Random weird thing on the web
July 24, 2015 12:31 PM   Subscribe

I googled a subject and stumbled upon random porn links on a nursing home website. What's going on here?

I found the link in a google search for interviews of Chris Crocker (Leave Britney Alone!) and I thought, "Ha, this must be some nursing home newsletter with Chris Crocker gossip in it." But, the link took me to a porn website.

I then did a google search of the url that had led me there (http://www.elkmeadowsalf.com/zoae) and there are maybe a dozen that all link to porn. I'm just CURIOUS. Who would have done this? Why would someone do this and how has it escaped anyone's notice? Also, should I let the nursing home know about this?

Original link: http://www.elkmeadowsalf.com/zoae/chris-crocker-dating
posted by generic230 to Computers & Internet (5 answers total)

 
Most likely it's a hacked wordpress install.

http://builtwith.com/?http%3a%2f%2fwww.elkmeadowsalf.com%2fzoae%2fchris-crocker-dating

I'd go ahead and tell them.
posted by cjorgensen at 12:35 PM on July 24, 2015 [2 favorites]


Links that go to a site increase Google's ranking of the site. So if you hack 100 sites and have them link to your porn and/or malware site, more people are going to find it through Google searches.
posted by Candleman at 12:50 PM on July 24, 2015 [2 favorites]


As someone who has tried to notify hacked sites that they've been compromised in this exact same way -- don't expect a response, or expect it to ever get fixed. I've tried many times (hotlinkers eating up my bandwidth) and how they end up compromised is that nobody's updating Wordpress, nobody's checking their email, nobody's noticing the changes on their webserver -- because the site is an orphan, there's nobody around to even fix it if they do get their email. Why they remain online, I have no idea, but you should expect to send a courtesy email and that's it, there may be no benefit in pushing further to try and get it cleaned up.

Note that they probably don't *actually* have porn on their website: what those bots create is a bunch of links with hotlinked images -- all those images (they're not all porn, but a lot are) are being hosted by somebody else's website and accessed remotely. All that gets created on the compromised website is a bunch of text files, which may or may not contain 'blue' language, as you've noticed.
posted by AzraelBrown at 1:20 PM on July 24, 2015 [3 favorites]

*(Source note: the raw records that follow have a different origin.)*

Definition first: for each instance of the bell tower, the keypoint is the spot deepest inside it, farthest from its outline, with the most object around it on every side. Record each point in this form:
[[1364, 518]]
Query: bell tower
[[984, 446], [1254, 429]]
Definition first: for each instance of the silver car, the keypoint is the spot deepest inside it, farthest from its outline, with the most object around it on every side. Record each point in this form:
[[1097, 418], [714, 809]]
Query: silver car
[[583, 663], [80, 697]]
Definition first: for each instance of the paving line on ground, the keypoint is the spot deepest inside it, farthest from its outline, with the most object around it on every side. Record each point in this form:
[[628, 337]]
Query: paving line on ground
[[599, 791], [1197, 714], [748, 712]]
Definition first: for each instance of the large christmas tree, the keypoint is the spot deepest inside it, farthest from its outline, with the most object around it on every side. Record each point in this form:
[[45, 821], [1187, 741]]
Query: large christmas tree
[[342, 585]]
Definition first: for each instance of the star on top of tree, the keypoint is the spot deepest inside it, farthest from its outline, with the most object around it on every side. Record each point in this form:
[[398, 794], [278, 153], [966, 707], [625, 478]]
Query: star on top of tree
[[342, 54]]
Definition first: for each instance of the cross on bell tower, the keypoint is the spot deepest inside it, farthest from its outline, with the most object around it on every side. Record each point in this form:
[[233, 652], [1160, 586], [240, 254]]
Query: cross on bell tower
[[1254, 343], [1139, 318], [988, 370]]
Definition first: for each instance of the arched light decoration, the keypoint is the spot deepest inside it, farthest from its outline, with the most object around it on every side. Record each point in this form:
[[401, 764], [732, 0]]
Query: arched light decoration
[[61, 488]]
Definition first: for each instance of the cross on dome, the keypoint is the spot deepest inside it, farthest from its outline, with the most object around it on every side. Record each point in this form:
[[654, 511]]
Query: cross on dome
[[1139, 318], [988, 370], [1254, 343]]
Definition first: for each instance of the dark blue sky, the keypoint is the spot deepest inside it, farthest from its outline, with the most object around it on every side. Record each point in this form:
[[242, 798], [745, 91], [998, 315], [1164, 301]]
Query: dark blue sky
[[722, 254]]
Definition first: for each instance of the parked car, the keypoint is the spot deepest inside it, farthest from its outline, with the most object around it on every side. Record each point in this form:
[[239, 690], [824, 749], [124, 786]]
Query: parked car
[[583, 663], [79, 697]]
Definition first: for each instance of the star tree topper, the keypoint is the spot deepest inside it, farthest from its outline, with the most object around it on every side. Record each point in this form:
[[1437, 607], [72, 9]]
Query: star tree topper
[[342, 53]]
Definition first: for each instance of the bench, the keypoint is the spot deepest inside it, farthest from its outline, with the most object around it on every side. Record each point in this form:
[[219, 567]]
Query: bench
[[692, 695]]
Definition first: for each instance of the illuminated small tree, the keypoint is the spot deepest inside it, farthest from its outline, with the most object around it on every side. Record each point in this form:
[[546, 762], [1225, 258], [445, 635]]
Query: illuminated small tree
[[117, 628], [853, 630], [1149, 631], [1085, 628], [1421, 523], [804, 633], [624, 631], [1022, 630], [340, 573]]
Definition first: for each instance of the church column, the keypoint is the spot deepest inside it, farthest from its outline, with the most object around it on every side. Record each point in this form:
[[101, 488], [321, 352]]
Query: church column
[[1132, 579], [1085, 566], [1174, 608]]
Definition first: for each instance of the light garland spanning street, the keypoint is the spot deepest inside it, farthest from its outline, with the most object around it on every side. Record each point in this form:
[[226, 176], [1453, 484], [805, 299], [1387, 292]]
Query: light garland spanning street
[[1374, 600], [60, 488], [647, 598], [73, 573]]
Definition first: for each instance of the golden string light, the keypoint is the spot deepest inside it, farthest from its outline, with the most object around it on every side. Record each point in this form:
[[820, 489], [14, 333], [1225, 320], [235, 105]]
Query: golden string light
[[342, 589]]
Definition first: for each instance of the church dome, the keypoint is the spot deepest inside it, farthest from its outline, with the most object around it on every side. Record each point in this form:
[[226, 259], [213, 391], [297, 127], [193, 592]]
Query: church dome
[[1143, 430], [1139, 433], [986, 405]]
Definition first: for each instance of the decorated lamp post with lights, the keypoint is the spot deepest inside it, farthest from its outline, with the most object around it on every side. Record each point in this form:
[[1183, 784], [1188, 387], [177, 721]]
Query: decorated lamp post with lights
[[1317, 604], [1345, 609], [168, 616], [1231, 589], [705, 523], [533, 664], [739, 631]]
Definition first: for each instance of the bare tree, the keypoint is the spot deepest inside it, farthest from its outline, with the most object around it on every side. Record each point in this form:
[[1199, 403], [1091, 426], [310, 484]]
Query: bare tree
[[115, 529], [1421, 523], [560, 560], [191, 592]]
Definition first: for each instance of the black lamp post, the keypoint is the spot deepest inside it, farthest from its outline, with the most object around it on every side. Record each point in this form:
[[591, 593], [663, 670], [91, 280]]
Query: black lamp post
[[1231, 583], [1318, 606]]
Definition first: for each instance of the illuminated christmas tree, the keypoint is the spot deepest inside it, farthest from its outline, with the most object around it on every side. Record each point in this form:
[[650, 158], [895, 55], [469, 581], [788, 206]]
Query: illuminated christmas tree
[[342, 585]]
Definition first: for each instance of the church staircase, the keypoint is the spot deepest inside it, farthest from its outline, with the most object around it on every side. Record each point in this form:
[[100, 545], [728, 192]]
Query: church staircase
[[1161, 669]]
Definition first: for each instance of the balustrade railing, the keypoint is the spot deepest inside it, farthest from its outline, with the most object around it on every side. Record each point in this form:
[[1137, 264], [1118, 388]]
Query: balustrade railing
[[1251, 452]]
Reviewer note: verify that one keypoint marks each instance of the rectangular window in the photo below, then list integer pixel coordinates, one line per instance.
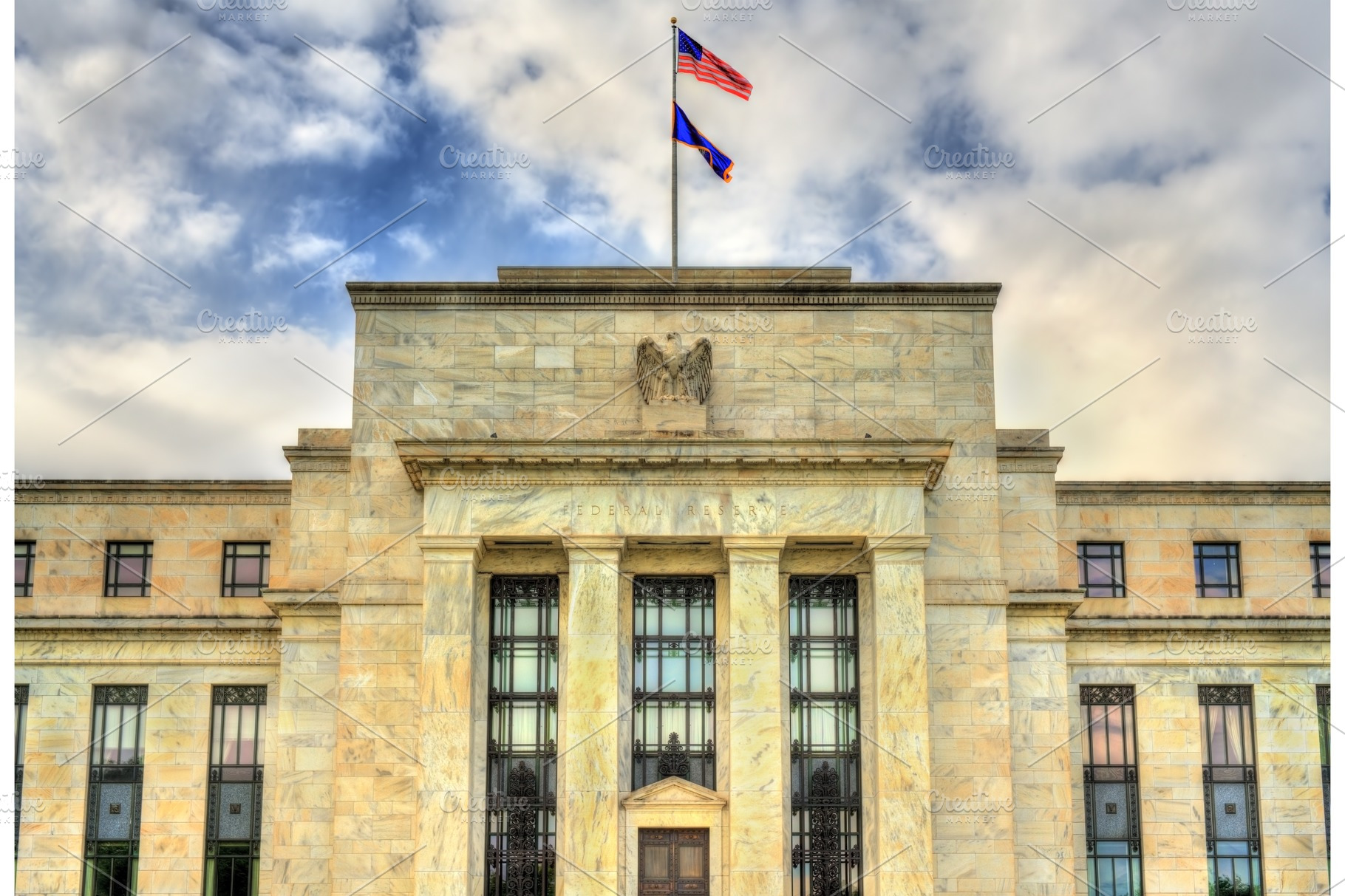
(1321, 555)
(116, 778)
(1102, 570)
(246, 568)
(1324, 743)
(24, 557)
(825, 735)
(1233, 818)
(21, 733)
(233, 805)
(522, 719)
(1216, 571)
(128, 570)
(674, 680)
(1111, 790)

Seconding AzraelBrown on the 'why nobody notices': a site gets built in Wordpress or whatever, the developer might provide a few months of updates (if you're lucky) but eventually there's nobody who cares about maintaining it or even knows it needs maintaining. Usually after it's rotted for months another developer gets hired and rebuilds it from scratch, and the cycle begins once more.
posted by holgate at 1:32 PM on July 24, 2015 [1 favorite]

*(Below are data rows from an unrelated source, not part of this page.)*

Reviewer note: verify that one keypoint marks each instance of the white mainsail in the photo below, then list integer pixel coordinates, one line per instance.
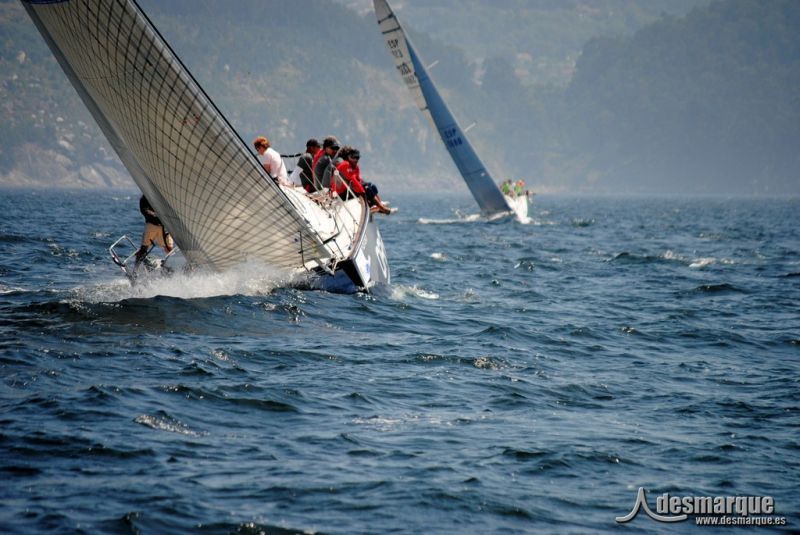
(207, 187)
(477, 177)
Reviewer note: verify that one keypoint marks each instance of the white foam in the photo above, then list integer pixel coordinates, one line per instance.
(247, 279)
(702, 262)
(400, 292)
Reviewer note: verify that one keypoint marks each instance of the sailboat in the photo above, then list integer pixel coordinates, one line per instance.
(492, 202)
(210, 191)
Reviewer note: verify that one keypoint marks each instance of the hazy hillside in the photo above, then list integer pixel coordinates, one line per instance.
(690, 103)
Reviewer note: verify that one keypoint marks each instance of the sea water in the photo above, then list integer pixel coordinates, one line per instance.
(513, 378)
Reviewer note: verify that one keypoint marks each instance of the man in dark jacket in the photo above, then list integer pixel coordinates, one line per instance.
(305, 164)
(154, 233)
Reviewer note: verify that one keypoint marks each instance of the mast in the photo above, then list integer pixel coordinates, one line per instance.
(477, 177)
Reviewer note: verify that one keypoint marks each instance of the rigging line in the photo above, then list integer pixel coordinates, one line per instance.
(225, 121)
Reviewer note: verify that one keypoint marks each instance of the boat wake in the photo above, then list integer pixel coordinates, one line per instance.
(246, 279)
(459, 219)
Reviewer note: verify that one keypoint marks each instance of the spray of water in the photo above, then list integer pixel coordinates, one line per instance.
(246, 279)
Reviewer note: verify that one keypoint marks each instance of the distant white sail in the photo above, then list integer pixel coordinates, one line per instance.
(200, 176)
(480, 182)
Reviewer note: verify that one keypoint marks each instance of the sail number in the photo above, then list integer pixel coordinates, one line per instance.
(394, 48)
(451, 137)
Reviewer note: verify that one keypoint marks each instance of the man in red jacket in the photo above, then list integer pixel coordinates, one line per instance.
(351, 175)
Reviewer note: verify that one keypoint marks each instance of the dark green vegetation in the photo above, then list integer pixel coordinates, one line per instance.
(663, 98)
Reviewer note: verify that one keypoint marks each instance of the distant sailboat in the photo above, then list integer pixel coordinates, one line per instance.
(484, 189)
(210, 191)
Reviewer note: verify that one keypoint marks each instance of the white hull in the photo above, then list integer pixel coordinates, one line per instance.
(519, 205)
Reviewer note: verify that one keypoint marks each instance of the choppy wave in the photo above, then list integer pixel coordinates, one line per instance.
(513, 378)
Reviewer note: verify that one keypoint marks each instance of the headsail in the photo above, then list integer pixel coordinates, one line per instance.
(480, 182)
(199, 175)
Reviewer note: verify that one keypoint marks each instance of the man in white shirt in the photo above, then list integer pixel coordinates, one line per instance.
(271, 160)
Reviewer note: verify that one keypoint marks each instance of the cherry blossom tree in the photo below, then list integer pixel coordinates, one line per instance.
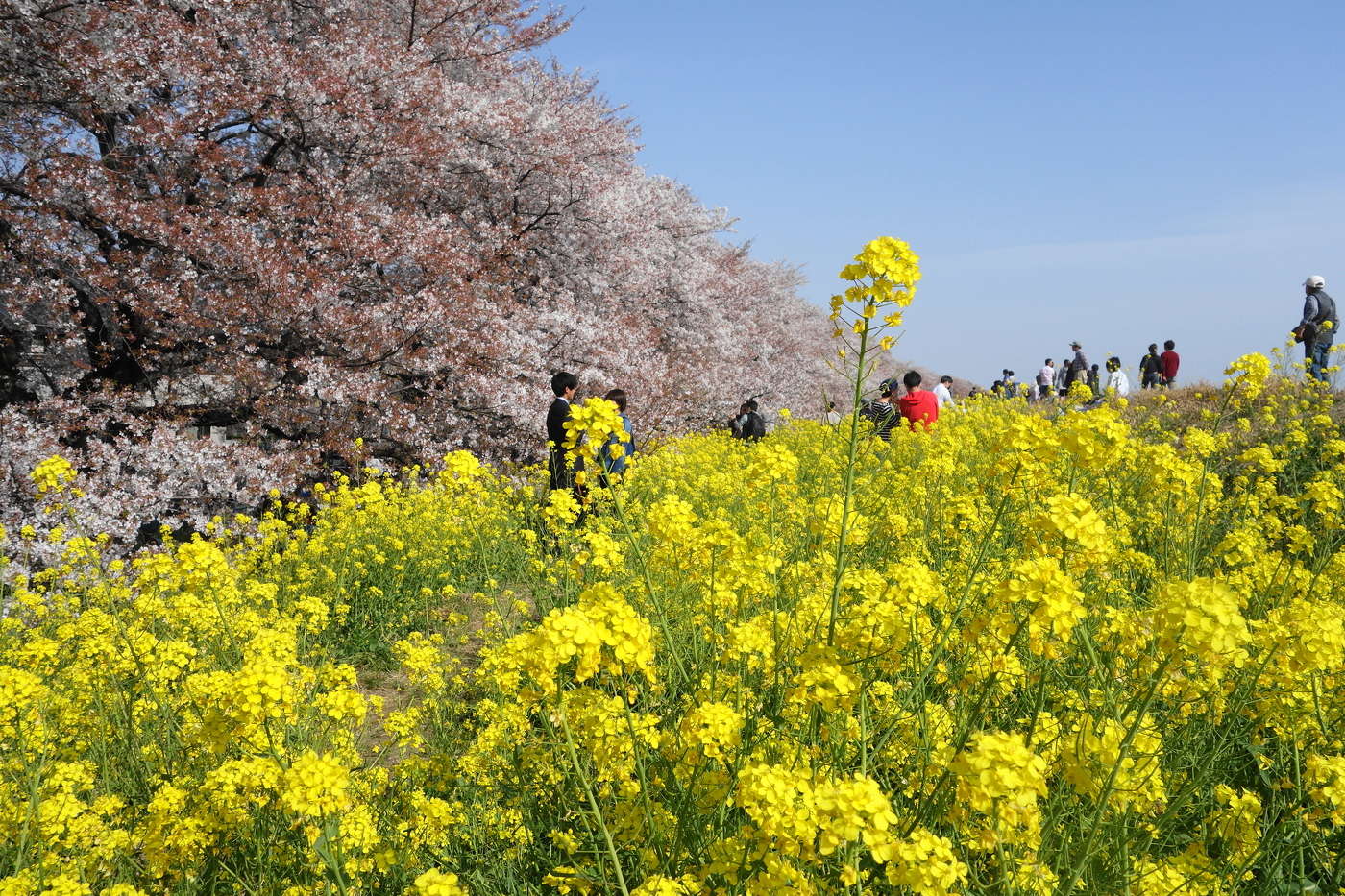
(306, 224)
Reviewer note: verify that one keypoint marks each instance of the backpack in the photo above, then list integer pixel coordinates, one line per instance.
(1325, 311)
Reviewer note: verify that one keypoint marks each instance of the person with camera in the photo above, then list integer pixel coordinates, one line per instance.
(1317, 328)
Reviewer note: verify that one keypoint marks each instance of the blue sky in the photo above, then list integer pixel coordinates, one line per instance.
(1113, 173)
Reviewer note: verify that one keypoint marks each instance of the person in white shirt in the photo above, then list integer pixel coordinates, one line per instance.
(1116, 379)
(943, 393)
(1045, 378)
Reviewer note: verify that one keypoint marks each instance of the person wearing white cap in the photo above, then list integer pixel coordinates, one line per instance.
(1317, 328)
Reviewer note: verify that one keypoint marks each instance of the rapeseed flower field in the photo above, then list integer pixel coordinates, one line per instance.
(1022, 653)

Best answer: I once googled my name, and one of the main search results came up linking to a page that was on the site that seemed to be a legitimate business (so, it was legtimiatebuisiness.com/3/myfirstname-mylastname), with links on that page to some pretty unsavory porn sites (I'm guessing the site was hacked, in a way noted in the comments above). I emailed the business (as I'm sure they didn't know what was going on), and I emailed google directly via their removal request service, which gave me an automated response that it was looking into it. It was resolved in a couple of days, at least as a search result, although I never heard back about who solved it.